AFS Team·22 October 2012·4 min read
Rents are still rising – but who knows by how much?
Rents are rising whatever way you measure them – the argument between the different firms calculating the figures is by how much. Britain has no official rent index, so the industry relies on figures mainly compiled by two commercial organisations – LSL Property Services and Homelet. LSL is one of the country’s leading letting agents, running brands like Your Move and Reeds Rains. Homelet is one of the UK’s most popular landlord insurance brands. According to figures issued by both, tenants paid record rents in September. LSL says average rents increased by 1.1% for September, beating the previous record high of £734 set in August.
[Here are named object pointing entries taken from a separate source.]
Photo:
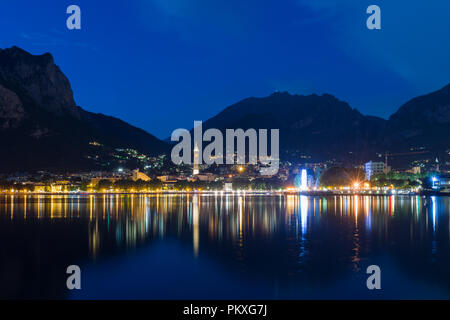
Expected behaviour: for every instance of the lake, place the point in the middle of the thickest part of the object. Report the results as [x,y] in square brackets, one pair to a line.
[195,246]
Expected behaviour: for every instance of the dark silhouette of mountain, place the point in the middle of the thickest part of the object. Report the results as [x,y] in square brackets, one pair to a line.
[421,122]
[322,127]
[41,127]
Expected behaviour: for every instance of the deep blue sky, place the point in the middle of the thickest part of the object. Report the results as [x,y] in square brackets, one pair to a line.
[161,64]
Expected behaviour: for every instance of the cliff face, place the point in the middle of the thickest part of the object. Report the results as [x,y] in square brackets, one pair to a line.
[39,79]
[422,121]
[319,126]
[41,127]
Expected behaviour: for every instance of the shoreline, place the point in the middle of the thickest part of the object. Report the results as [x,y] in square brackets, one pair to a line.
[246,192]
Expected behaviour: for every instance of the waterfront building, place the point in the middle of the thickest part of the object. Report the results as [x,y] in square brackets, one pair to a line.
[196,170]
[373,168]
[137,175]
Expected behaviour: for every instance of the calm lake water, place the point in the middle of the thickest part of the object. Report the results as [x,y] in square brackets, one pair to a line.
[224,247]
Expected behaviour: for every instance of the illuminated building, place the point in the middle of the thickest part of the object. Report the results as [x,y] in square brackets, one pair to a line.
[195,170]
[137,175]
[373,168]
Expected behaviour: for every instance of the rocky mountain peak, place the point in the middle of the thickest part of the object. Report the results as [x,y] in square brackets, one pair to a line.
[39,78]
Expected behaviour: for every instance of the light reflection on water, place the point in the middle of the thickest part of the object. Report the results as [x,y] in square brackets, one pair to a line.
[292,240]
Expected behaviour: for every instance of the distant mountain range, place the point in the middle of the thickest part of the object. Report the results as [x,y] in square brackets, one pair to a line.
[41,127]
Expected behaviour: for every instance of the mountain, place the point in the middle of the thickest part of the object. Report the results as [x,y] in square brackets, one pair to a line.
[421,122]
[321,127]
[41,127]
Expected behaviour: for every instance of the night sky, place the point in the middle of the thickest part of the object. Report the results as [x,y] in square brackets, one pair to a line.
[161,64]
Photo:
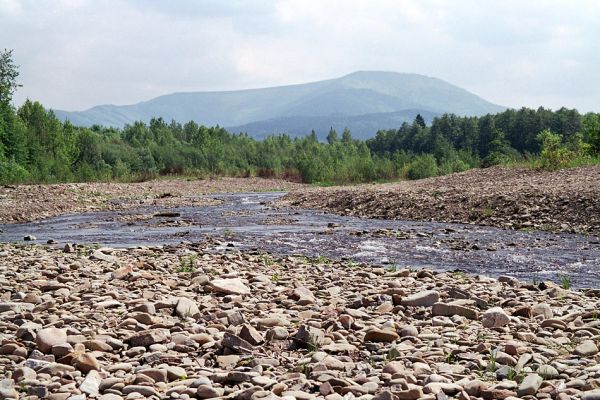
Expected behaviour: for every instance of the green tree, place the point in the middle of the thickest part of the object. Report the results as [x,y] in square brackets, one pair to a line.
[8,76]
[419,120]
[332,136]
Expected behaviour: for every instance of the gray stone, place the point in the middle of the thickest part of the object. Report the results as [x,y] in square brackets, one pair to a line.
[146,391]
[586,348]
[148,337]
[547,371]
[16,307]
[530,385]
[91,383]
[446,310]
[187,308]
[229,286]
[48,337]
[425,298]
[7,389]
[495,317]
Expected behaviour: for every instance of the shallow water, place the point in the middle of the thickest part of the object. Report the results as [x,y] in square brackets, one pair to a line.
[245,220]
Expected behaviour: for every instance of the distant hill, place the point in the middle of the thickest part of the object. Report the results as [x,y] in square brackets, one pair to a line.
[362,126]
[363,101]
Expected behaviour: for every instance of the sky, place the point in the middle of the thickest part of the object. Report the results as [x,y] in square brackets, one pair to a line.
[75,54]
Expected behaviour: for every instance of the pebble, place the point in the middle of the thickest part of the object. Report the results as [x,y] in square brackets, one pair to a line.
[136,328]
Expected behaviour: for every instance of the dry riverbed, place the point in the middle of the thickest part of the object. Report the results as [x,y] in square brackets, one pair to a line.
[184,322]
[30,202]
[561,201]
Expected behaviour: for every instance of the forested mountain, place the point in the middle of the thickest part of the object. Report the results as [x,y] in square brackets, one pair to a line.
[366,101]
[361,126]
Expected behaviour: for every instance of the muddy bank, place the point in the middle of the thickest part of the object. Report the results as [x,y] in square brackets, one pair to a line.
[30,202]
[192,322]
[561,201]
[248,221]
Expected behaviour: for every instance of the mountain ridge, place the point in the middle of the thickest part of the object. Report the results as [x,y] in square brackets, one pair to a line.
[360,93]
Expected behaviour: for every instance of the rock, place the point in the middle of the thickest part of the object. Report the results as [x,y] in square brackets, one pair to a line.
[85,363]
[443,309]
[236,343]
[208,392]
[16,307]
[530,385]
[409,330]
[91,383]
[381,335]
[99,255]
[7,389]
[187,308]
[229,286]
[410,394]
[591,395]
[542,309]
[148,337]
[422,299]
[547,371]
[110,396]
[48,337]
[23,373]
[586,348]
[145,391]
[157,375]
[251,335]
[308,337]
[495,317]
[339,348]
[303,296]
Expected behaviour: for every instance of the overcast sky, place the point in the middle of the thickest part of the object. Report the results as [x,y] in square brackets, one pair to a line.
[74,54]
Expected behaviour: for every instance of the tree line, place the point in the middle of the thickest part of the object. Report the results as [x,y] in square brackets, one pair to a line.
[37,147]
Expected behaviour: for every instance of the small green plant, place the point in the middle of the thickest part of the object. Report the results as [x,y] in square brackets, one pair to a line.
[565,282]
[312,345]
[514,376]
[267,260]
[187,264]
[535,280]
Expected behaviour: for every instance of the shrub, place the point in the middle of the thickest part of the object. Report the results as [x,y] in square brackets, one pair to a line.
[422,166]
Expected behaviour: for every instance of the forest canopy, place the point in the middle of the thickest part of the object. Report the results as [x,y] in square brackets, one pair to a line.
[35,146]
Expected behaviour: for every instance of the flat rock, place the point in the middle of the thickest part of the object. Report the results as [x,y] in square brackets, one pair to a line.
[426,298]
[48,337]
[186,308]
[229,286]
[16,307]
[381,335]
[149,337]
[446,310]
[91,383]
[495,317]
[530,385]
[586,348]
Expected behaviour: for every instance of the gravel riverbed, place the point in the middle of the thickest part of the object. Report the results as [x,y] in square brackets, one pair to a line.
[560,201]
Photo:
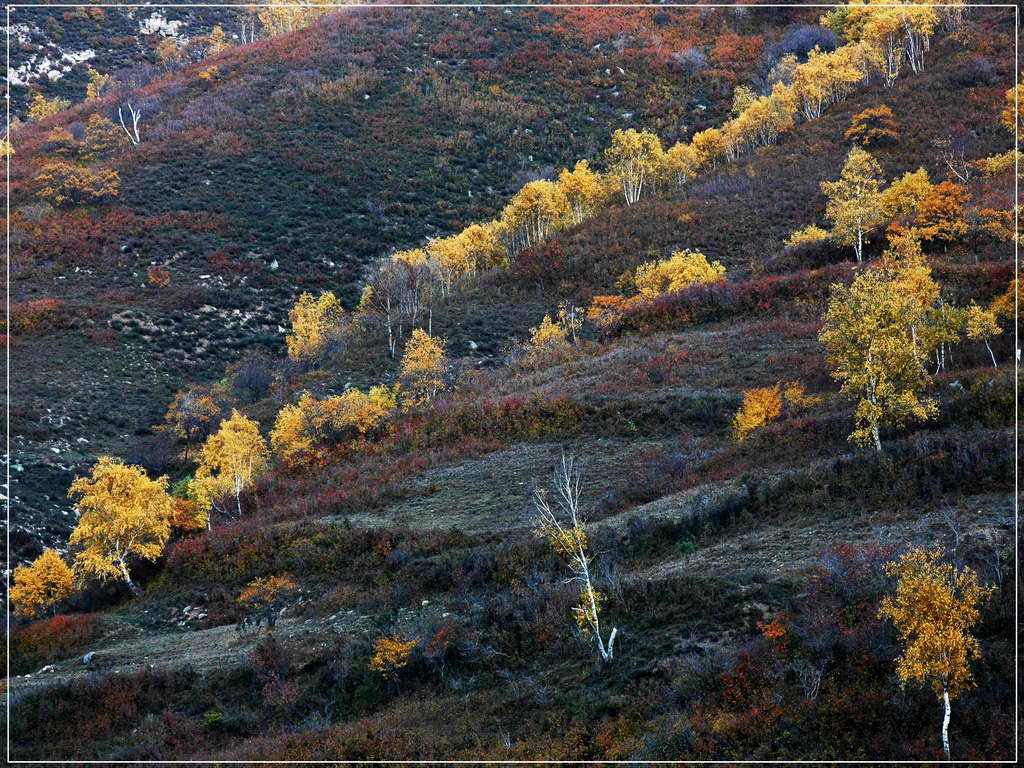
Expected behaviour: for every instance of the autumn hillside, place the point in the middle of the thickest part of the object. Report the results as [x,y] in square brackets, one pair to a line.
[517,384]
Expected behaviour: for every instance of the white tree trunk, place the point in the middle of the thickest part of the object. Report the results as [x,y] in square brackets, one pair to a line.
[945,723]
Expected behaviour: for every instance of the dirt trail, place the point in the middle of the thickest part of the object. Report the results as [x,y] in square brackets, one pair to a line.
[775,551]
[204,650]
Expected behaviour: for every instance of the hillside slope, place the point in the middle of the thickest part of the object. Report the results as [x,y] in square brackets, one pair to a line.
[428,620]
[285,172]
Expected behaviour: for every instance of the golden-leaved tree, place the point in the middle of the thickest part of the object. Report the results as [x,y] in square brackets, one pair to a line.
[41,108]
[904,196]
[562,524]
[42,585]
[299,427]
[585,190]
[423,368]
[682,269]
[193,415]
[854,203]
[316,323]
[982,325]
[556,335]
[231,459]
[122,513]
[1012,116]
[634,158]
[873,334]
[934,609]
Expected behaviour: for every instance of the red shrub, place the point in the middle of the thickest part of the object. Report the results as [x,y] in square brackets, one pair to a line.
[41,643]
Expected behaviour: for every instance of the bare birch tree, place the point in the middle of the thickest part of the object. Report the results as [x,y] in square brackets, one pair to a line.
[562,524]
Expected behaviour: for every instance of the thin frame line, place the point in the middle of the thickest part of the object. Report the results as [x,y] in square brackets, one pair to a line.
[12,6]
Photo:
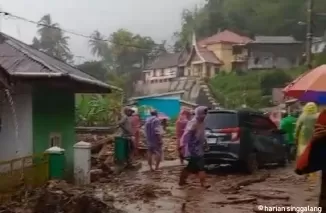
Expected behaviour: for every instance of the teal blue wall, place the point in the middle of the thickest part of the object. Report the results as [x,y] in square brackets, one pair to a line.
[170,107]
[54,111]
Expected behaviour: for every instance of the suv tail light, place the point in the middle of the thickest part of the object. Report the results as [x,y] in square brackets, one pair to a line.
[235,133]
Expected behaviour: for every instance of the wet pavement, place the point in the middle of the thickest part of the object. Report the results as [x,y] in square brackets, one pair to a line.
[158,192]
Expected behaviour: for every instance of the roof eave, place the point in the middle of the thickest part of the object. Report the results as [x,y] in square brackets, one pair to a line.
[73,77]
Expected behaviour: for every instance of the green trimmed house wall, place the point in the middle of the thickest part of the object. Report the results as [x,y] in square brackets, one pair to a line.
[54,112]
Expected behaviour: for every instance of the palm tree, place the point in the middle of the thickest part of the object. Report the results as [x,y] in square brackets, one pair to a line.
[97,44]
[52,39]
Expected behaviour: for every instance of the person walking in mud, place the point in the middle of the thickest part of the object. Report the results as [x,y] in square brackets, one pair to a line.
[193,141]
[125,125]
[287,124]
[180,127]
[313,158]
[305,128]
[136,124]
[154,132]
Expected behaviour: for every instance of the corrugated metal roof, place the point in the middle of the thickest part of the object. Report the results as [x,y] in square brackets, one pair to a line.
[17,57]
[275,40]
[225,36]
[209,56]
[166,60]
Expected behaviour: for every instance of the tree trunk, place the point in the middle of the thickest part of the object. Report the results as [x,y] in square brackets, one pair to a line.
[322,195]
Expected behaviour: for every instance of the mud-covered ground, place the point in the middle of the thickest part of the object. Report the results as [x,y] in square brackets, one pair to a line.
[158,192]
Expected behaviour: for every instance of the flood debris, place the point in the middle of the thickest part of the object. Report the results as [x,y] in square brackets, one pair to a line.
[269,196]
[58,197]
[234,188]
[236,201]
[102,149]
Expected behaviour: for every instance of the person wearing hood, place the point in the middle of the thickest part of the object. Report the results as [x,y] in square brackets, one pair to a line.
[305,127]
[287,124]
[275,117]
[127,132]
[180,127]
[154,133]
[193,141]
[313,157]
[136,124]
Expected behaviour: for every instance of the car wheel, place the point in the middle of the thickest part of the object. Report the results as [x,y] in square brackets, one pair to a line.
[283,162]
[251,164]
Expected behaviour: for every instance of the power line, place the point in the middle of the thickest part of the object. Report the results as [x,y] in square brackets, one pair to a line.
[74,33]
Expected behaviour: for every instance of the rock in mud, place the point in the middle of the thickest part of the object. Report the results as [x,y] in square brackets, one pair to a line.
[59,197]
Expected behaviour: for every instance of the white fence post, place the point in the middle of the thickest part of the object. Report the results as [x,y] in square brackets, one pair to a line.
[82,162]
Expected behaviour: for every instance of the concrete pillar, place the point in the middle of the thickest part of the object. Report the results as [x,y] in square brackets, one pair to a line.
[82,162]
[57,163]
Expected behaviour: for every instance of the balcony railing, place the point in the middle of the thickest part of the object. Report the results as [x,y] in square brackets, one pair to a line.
[240,58]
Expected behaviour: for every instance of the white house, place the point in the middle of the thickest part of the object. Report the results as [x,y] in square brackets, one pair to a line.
[318,45]
[163,69]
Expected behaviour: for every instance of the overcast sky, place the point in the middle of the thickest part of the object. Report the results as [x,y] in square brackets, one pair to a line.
[155,18]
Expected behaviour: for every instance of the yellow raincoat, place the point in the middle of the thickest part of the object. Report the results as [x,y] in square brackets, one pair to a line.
[305,127]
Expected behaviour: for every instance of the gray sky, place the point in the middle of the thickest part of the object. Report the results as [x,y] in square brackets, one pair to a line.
[155,18]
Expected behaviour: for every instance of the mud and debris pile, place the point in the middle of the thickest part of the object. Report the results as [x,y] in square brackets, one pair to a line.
[144,192]
[169,146]
[103,148]
[59,197]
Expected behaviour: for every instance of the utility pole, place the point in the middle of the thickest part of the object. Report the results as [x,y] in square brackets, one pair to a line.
[310,5]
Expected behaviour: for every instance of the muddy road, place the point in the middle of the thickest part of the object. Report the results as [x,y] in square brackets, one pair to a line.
[158,192]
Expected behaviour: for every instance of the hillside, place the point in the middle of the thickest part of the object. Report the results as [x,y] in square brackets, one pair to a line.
[252,88]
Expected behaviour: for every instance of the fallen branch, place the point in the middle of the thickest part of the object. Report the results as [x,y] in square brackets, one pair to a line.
[270,197]
[237,201]
[234,188]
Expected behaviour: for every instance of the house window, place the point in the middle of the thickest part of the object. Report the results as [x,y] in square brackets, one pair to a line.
[216,70]
[55,139]
[256,60]
[237,50]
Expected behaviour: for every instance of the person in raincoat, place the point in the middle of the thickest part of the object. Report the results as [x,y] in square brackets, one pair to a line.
[314,156]
[275,117]
[287,124]
[127,132]
[180,127]
[305,128]
[135,125]
[193,141]
[154,133]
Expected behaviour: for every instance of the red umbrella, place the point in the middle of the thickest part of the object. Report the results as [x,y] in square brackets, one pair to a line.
[162,116]
[312,81]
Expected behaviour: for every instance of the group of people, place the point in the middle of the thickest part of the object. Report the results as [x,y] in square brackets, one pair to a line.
[300,130]
[130,126]
[190,132]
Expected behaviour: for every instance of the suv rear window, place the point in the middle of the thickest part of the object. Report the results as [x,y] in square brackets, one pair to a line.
[221,120]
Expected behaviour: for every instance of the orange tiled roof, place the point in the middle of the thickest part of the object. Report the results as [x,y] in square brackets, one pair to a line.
[226,36]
Homelet pegs the average UK rent at £808 – a 0.2% increase from August. So why are the figures so different? As LSL’s figures are based on rents included in 18,000 tenancy agreements and Homelet’s on agreed rents, the results should be similar. Several factors could make the results differ, including: • Sample size – The number of rental properties counted as sources can affect the figures as the smaller the sample the less accurate the results • Location – If the majority of properties for the samples are in London and the South East, then the average rent would likely be higher than an index based on rents in the North East, where rents are lower. • Customer base – If one set of figures is based predominantly on letting upmarket homes, while the other on cheaper rentals, the average would be pulled in different directions • Geography – Homelet covers England, Scotland and Wales, while LSL extends to England and Wales “The index is based on analysis of approximately 18,000 properties across England and Wales from management information. Rental values refer to the actual values achieved for each property when let,” says the LSL explanation of how their figures are worked out. Homelet gives less detailed information about how their figures are compiled. Homelet has access to one of the largest volumes of data on agreed rental amounts in the UK, and shows agreed rental amounts rather than advertised rents,” says the firm’s web site. Like all statistics, both sets of figures can only give a general indication of rents – actual achievable rents for a specific property will vary on a street-by-street level in every town. The lack of an official rent index is one issue the Office of National Statistics is taking up with the government, with a view of establishing a single index.